だが、いささか『ご令嬢』離れした動きにはなる。
ここは呆然と立ち尽くすことにしよう。
魔力のこもっていない紙ごときで、死ぬことはない。
迫り来る紙と私との間に、アルノルドが割り込んだ。
現市長エゴール・ヴァレーエフの顔が、いくつも宙を舞う。
これらが街に貼り出される日は、二度と来ない。
アルノルドは大量の紙を背中で支えながら、微笑んでいる。
「お怪我はありませんか?」
「はい。
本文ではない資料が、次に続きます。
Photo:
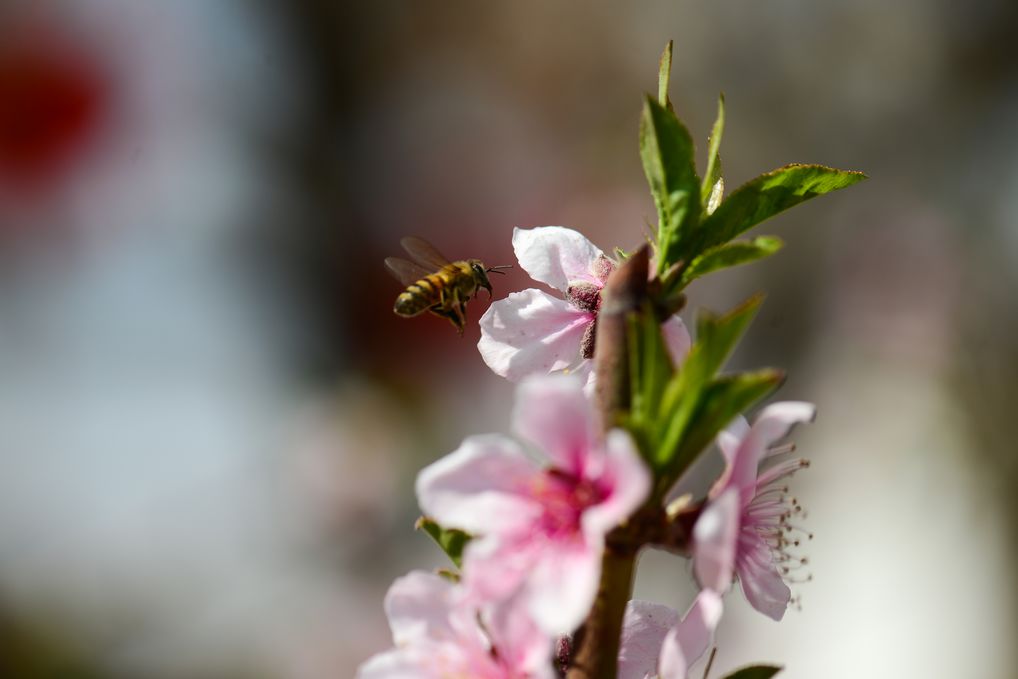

おかげさまで」
女の扱いに慣れた男だ。
こういう輩は、操りづらい。
野心を利用するのが良いだろう。
通された事務局長室は、完璧といえるほど整えられていた。
「どうぞ、お座りください」
「失礼いたします」
本は分類分けの上に音順に並べられ、中央に置かれた机は壁に対して一切の傾きもない。
大窓の前で結ばれたカーテンに至っては、魔法を使ったように左右対称だ。
これほど几帳面な男が、あれほど混乱した空間にいるのは、さぞ苦痛だろう。
にも関わらず、自らが管理する空間を改善していないのは、選挙直前の選挙事務所が、いかに多忙を極めるかを示している。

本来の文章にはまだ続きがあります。